The US Dollar rose overnight once again, propelled higher by rising US yields, hawkish Fed-speak and perhaps some delta-variant risk-hedging flows. The dollar index rose by 0.20% to 92.97 overnight, with a resistance test at 93.20 seemingly inevitable. That will open further gains to 93.50 and then 94.30. Only a fall through 92.60 changes the narrative.
The Australian Dollar fell through the bottom of its rising wedge overnight, reflecting rising risk sentiment from the virus and higher US interest rates. The fall through 0.7360 sees AUD/USD at 0.7320 this morning with an initial target of 0.7250, and if the US CPI outperforms tomorrow, it could fall to 0.7000 in the week ahead.
USD/JPY rose to 110.35 overnight, where it remains in Asia. A rally through 110.60 signals further gains to 111.60 initially. As a purely US/Japan yield differential play these days, the US CPI tomorrow night will be critical in signalling its next directional move. Both the Euro and especially the Swiss Franc look vulnerable to further losses for the same reasons. EUR/USD could test support at 1.1700. USD/CHF has gained 1.50% over the last two sessions to 0.9200. A high US CPI print should see the pair test 0.9270.

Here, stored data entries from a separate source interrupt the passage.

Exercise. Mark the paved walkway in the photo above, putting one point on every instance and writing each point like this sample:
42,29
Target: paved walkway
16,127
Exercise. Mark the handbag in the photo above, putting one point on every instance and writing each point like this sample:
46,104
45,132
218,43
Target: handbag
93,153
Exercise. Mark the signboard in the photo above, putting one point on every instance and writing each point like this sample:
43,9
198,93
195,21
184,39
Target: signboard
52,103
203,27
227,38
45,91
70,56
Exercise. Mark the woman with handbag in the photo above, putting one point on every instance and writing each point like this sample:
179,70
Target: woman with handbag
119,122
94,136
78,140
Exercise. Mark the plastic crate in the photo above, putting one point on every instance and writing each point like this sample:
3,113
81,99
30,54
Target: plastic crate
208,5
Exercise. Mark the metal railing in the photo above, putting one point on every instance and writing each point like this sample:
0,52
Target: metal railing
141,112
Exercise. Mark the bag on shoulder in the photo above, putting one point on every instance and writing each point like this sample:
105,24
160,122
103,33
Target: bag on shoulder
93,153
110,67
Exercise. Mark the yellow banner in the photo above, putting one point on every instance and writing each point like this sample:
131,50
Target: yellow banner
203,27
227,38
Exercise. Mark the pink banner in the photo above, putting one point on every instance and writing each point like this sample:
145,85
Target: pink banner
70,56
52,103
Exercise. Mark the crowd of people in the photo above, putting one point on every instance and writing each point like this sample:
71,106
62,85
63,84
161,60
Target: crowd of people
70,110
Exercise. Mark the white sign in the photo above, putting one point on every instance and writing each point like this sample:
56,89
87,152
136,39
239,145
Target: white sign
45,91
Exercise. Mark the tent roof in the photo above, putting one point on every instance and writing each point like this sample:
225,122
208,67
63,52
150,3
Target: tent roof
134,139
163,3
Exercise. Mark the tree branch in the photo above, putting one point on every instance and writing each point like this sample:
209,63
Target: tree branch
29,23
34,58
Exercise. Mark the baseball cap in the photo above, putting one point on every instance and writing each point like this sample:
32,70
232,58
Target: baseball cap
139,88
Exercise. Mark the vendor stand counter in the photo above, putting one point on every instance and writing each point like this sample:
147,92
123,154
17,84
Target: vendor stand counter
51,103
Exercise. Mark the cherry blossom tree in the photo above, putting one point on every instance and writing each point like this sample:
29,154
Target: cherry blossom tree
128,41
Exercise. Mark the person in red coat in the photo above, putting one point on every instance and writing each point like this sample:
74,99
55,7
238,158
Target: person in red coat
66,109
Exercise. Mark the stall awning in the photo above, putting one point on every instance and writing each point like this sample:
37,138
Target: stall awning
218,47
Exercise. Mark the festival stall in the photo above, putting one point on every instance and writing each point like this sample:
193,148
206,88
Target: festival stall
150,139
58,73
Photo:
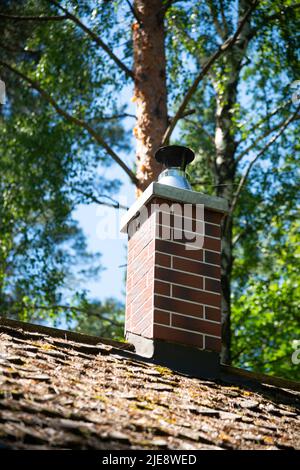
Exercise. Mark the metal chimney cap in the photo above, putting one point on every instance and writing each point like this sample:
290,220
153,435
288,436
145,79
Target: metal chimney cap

The US Dollar rally resumed in earnest versus Asian currencies yesterday, China aside. My fragile four of India, Indonesia, Malaysia, and Thailand could well be joined by the Philippines in the coming days, with the Peso retreating heavily over the last couple of days. Tapering by the Us Federal Reserve starting in Q4 will be a game-changer, as none of these countries is in any position to even think about tightening monetary policy in response. The relief valve will inevitably be weaker currencies unless they choose to burn through their admittedly impressive foreign currency reserves. Delta lingers in the background of all of them limiting gains anyway, but a firm US Cpi print tomorrow night sets up Asian FX fr another bout of weakness.